The mission of the Carnegie Mellon Center for Computational Thinking is “to advance computing research and advocate for the widespread use of computational thinking to improve people’s lives.”  Jeanette Wing, the center’s director, has a vision for the 21st century whereby computational thinking is as fundamental to education as reading, writing and arithmetic.

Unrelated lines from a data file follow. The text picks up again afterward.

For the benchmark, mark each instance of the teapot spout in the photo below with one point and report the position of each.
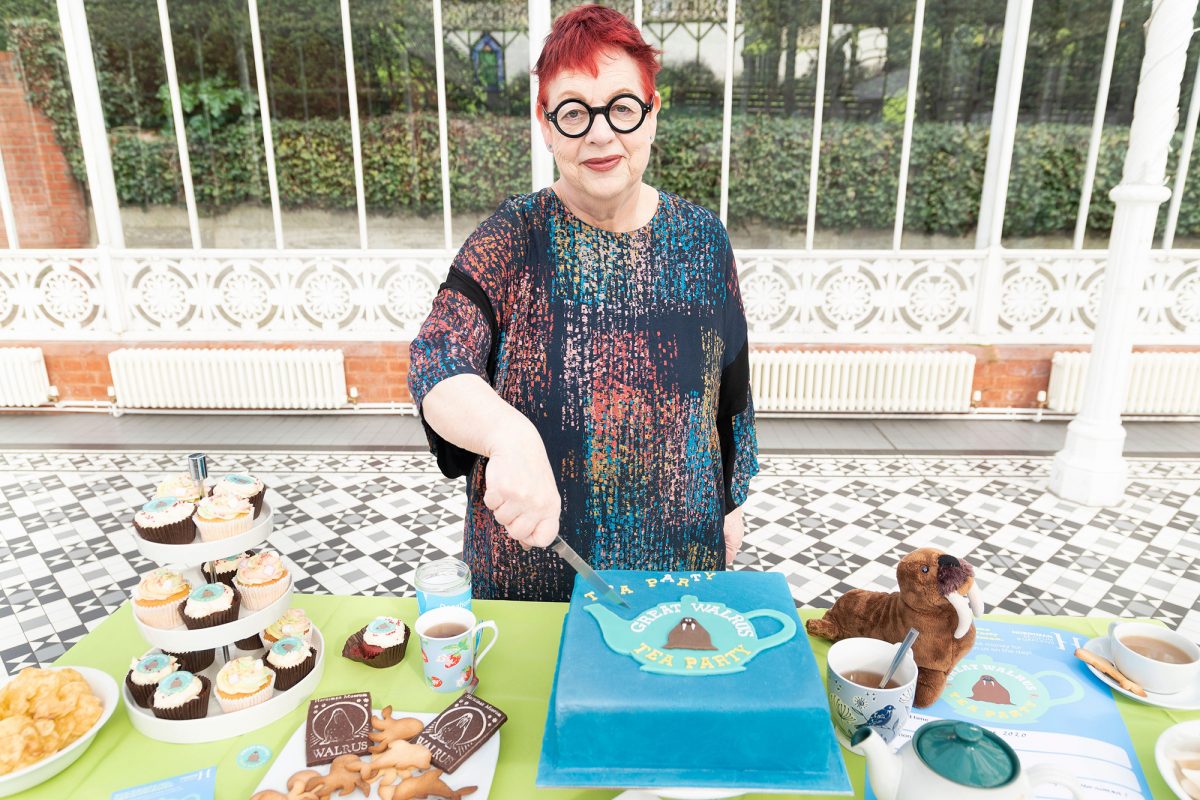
(882, 765)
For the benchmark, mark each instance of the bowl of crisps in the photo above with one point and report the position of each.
(48, 717)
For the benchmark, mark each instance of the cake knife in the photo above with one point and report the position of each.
(603, 589)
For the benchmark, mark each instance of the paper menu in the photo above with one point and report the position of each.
(1024, 684)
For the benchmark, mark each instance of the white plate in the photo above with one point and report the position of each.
(1171, 739)
(217, 725)
(199, 552)
(181, 639)
(1186, 701)
(479, 770)
(105, 687)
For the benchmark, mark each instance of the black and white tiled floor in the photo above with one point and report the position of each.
(360, 523)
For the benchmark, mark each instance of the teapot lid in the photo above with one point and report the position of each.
(966, 753)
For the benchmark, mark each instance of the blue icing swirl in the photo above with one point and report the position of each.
(208, 593)
(156, 662)
(286, 645)
(160, 504)
(175, 683)
(382, 625)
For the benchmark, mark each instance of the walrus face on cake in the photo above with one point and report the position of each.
(930, 578)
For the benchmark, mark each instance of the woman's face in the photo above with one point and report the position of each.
(603, 164)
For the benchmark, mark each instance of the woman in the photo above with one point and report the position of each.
(589, 342)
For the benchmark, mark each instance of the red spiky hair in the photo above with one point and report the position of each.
(579, 37)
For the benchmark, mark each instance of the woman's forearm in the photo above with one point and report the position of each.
(467, 411)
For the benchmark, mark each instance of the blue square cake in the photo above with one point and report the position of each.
(708, 681)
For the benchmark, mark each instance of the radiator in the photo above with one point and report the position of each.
(876, 382)
(228, 379)
(1159, 383)
(23, 379)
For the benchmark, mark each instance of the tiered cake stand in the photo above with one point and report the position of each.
(219, 725)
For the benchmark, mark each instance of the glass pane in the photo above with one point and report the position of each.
(399, 119)
(862, 130)
(39, 134)
(955, 90)
(219, 94)
(687, 152)
(487, 98)
(127, 47)
(774, 94)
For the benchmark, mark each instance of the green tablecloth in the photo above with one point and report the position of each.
(516, 677)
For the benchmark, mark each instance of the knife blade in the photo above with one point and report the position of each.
(603, 589)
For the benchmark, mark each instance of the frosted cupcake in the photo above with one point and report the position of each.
(166, 521)
(262, 579)
(181, 696)
(293, 623)
(291, 659)
(213, 603)
(180, 486)
(160, 597)
(147, 673)
(243, 683)
(223, 516)
(243, 486)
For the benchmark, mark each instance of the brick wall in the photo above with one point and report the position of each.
(48, 202)
(1008, 376)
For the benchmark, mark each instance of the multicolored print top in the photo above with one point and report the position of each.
(628, 352)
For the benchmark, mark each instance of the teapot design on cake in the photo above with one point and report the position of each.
(690, 637)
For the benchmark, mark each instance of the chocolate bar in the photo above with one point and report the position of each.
(454, 735)
(337, 726)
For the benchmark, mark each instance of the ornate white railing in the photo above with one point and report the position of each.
(849, 296)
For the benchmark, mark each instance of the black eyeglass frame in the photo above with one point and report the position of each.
(595, 110)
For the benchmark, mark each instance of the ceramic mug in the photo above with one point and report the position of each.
(450, 661)
(1156, 677)
(851, 705)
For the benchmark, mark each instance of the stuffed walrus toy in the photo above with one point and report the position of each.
(937, 596)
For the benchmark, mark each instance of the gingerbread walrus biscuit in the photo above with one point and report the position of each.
(937, 596)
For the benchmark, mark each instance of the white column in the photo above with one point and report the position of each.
(1090, 469)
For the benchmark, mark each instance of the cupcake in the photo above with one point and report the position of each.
(293, 623)
(262, 579)
(181, 696)
(180, 486)
(213, 603)
(382, 643)
(195, 660)
(160, 596)
(222, 570)
(223, 516)
(166, 521)
(291, 659)
(243, 683)
(246, 487)
(147, 673)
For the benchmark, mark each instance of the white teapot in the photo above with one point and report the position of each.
(953, 759)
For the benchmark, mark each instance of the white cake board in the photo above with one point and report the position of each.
(217, 725)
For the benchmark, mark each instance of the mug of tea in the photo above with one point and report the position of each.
(450, 638)
(855, 668)
(1161, 660)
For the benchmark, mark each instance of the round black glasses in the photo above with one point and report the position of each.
(574, 118)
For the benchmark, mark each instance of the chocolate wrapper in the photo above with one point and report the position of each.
(357, 649)
(193, 709)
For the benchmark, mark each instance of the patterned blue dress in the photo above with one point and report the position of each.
(628, 352)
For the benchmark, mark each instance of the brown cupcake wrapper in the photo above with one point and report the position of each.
(193, 661)
(193, 709)
(288, 677)
(389, 657)
(177, 533)
(142, 695)
(213, 620)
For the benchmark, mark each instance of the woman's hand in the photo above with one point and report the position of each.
(735, 529)
(521, 488)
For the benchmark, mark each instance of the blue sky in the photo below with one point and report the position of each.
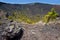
(31, 1)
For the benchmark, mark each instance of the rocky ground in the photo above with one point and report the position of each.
(37, 31)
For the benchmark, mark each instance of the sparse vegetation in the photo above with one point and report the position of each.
(51, 16)
(21, 17)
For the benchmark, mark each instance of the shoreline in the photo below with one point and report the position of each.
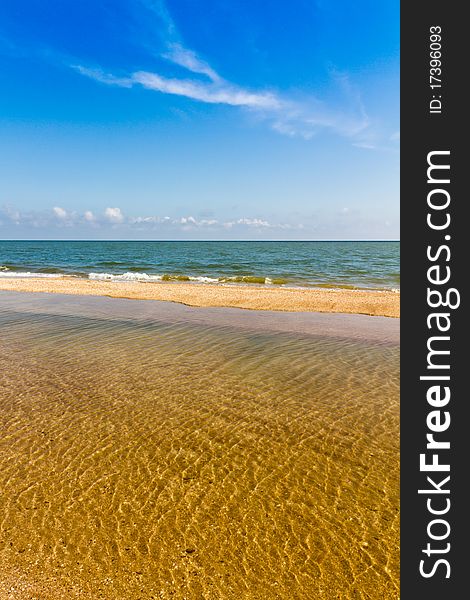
(365, 302)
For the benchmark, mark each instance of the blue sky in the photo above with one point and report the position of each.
(185, 119)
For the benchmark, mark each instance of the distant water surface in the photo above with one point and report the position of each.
(330, 264)
(169, 458)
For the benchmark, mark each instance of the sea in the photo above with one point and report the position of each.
(345, 264)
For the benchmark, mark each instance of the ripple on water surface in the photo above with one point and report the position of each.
(180, 460)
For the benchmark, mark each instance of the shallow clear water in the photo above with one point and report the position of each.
(332, 264)
(158, 459)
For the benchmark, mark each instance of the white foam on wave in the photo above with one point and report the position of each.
(28, 275)
(145, 277)
(124, 277)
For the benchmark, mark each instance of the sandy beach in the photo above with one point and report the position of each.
(157, 450)
(366, 302)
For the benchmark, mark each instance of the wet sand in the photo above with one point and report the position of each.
(367, 302)
(154, 450)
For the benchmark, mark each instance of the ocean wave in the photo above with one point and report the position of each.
(130, 276)
(6, 274)
(124, 277)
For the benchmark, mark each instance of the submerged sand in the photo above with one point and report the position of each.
(366, 302)
(154, 450)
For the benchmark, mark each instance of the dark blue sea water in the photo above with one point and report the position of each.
(328, 264)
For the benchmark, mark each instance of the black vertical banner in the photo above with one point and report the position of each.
(434, 320)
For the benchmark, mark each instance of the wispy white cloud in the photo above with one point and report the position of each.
(113, 217)
(286, 115)
(188, 59)
(59, 212)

Wing describes computational thinking as a way of solving problems, designing systems and understanding human behavior using techniques from computer science such as algorithms, recursion, abstraction, decomposition, modularization, caching, redundancy, error correction, contracts interfaces, heuristic reasoning.  While these techniques may seem too technical to be practical beyond computer programming, Wing includes everyday examples:

When your daughter goes to school in the morning, she puts in her backpack the things she needs for the day; that’s prefetching and caching. When your son loses his mittens, you suggest he retrace his steps; that’s back-tracking. At what point do you stop renting skis and buy yourself a pair?; that’s online algorithms. Which line do you stand in at the supermarket?; that’s performance modeling for multi-server systems. Why does your telephone still work during a power outage?; that’s independence of failure and redundancy in design.

(see: J.M. Wing Computational Thinking CACM, vol. 49, no.3 March 2006, pp. 33-35.)